A [Radxa Orion O6 with 64Gb](https://radxa.com/products/orion/o6/) of unified memory retails for less than $900USD today. Add a decent NVME drive and you're still only looking at ~$1000USD. [Qwen 3.5](https://qwen.ai/blog?id=qwen3.5), a 397B parameter model runs on this little inference rig. The Qwen 3.5 model itself is 240Gb (using unsloth's Q4_K_M quantization) which far exceeds the available memory however it's a mixture of experts model with only 17B active parameters. By leaning heavily on MMAP we can utilize the NVME storage at inference.

It's not fast, I'm getting 0.6 tokens per second for Qwen 3.5 and 0.9 tokens per second for [MiniMax M2.5](https://www.minimax.io/news/minimax-m25) but I'm not making chat bots, I'm classifying my emails privately. This speed is fine for my use case. Models like GLM-4.7 Flash can achieve a solid 10 tokens per second for cases when response time is important.

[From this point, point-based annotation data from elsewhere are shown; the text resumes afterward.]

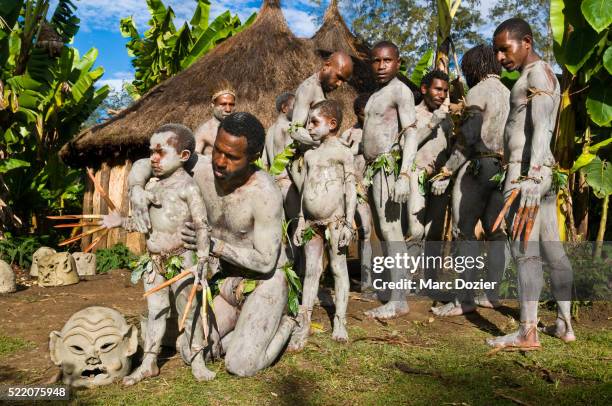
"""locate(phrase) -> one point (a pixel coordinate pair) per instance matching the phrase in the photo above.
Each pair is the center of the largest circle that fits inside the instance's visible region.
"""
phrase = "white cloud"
(116, 81)
(301, 23)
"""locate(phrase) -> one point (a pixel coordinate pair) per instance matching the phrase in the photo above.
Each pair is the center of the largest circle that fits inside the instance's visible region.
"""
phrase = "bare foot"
(200, 371)
(561, 329)
(340, 334)
(147, 369)
(483, 301)
(453, 309)
(525, 338)
(299, 337)
(389, 310)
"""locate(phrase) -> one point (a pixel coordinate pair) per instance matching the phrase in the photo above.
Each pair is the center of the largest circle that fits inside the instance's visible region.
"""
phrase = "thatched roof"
(260, 62)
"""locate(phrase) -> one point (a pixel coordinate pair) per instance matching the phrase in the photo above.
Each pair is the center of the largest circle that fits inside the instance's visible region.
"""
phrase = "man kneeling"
(245, 210)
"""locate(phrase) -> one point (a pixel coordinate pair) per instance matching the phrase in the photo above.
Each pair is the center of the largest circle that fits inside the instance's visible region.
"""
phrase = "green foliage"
(116, 257)
(423, 66)
(412, 25)
(173, 266)
(282, 160)
(140, 265)
(46, 92)
(18, 250)
(307, 234)
(295, 289)
(599, 177)
(163, 51)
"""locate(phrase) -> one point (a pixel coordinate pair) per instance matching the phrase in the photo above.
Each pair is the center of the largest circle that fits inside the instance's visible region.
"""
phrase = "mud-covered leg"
(561, 273)
(158, 307)
(337, 259)
(365, 248)
(468, 205)
(530, 278)
(388, 222)
(262, 329)
(313, 255)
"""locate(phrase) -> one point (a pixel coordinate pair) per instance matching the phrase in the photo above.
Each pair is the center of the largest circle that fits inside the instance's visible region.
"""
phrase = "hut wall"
(114, 180)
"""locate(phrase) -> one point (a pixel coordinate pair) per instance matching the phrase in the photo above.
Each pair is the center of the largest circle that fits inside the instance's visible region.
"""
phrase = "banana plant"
(163, 51)
(47, 90)
(582, 46)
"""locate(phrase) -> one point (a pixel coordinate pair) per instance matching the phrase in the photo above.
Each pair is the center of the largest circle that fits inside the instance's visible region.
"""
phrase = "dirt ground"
(33, 312)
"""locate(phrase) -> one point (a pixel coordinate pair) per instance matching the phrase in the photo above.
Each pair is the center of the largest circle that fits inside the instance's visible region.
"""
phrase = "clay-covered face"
(509, 51)
(334, 73)
(94, 347)
(231, 162)
(385, 64)
(164, 157)
(435, 94)
(57, 270)
(319, 126)
(288, 108)
(223, 106)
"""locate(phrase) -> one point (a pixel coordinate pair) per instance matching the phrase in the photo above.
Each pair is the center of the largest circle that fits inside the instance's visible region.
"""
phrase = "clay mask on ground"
(94, 347)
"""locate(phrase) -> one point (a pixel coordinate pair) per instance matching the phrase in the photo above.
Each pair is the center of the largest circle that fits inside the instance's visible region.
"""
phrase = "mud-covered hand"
(346, 236)
(438, 187)
(141, 200)
(112, 220)
(298, 239)
(401, 190)
(189, 236)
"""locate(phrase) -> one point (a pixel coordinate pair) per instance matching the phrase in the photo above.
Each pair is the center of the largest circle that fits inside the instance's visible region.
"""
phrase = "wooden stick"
(167, 283)
(194, 289)
(516, 222)
(86, 224)
(100, 190)
(78, 237)
(532, 217)
(502, 213)
(76, 217)
(95, 241)
(522, 222)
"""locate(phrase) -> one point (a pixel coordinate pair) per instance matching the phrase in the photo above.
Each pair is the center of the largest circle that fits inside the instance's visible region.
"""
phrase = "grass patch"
(9, 345)
(414, 366)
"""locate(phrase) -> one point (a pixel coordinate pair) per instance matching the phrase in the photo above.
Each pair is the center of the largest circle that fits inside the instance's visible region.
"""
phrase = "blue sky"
(100, 26)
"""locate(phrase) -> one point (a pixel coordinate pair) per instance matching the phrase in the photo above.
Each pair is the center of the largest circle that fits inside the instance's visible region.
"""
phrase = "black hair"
(183, 140)
(246, 125)
(360, 101)
(516, 27)
(283, 99)
(427, 80)
(330, 109)
(386, 44)
(479, 62)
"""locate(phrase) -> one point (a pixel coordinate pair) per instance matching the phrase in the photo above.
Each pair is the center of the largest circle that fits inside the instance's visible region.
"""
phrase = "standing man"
(245, 211)
(336, 70)
(222, 103)
(476, 158)
(534, 101)
(389, 114)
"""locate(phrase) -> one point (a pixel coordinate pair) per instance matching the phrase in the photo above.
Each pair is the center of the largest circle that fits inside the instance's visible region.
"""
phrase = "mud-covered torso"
(493, 97)
(323, 191)
(433, 153)
(169, 216)
(519, 126)
(381, 126)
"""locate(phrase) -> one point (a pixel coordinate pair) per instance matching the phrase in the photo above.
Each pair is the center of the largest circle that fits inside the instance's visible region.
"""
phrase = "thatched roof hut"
(260, 62)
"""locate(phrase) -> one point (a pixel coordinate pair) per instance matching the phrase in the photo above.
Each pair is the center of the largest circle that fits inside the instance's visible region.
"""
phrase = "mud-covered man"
(245, 211)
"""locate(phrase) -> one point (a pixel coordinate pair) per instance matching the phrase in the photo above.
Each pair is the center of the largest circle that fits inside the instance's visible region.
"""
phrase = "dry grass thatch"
(260, 62)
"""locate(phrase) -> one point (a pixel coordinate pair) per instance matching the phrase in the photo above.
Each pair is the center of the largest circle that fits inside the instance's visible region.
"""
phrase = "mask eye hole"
(107, 347)
(76, 349)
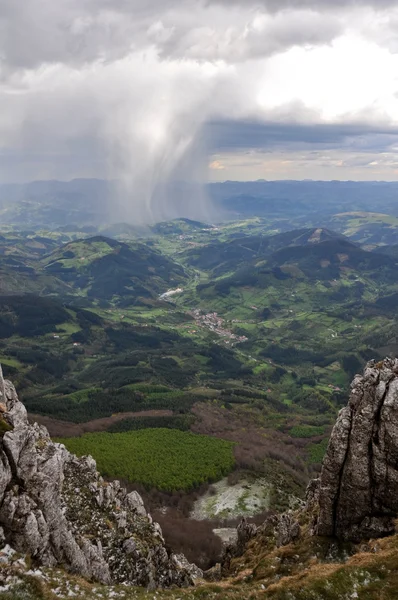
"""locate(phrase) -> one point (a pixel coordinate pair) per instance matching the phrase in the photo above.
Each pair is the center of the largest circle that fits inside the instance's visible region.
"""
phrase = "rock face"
(356, 496)
(56, 507)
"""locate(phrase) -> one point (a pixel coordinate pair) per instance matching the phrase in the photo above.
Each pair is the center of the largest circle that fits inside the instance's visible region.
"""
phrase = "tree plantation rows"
(166, 459)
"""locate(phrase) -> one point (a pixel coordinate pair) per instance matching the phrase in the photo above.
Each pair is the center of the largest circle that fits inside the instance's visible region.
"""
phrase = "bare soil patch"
(58, 428)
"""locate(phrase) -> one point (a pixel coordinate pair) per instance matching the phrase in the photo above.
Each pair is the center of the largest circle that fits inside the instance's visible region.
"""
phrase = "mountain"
(342, 543)
(104, 268)
(221, 257)
(179, 226)
(57, 508)
(55, 203)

I'm also not currently using Orion O6 to its full potential. Those inference scores are using the GPU cores (and a tiny bit of CPU). I am not utilizing the NPU cores and there was a free M.2 slot so I threw in a Coral Accelerator to get TPU cores as well because why not. To be fair, NPU and TPU cores aren't great for LLM inference but there is still a free PCIe x16 slot that can accept a full sized GPU 🚀

Qwen 3.5 outperforms GPT 5.2, Opus 4.5, and Gemini 3.1 Pro on the instruction-following benchmark [IFBench](https://artificialanalysis.ai/evaluations/ifbench).

Here are my install instructions for Radxa's Debian Bookworm GNOME image.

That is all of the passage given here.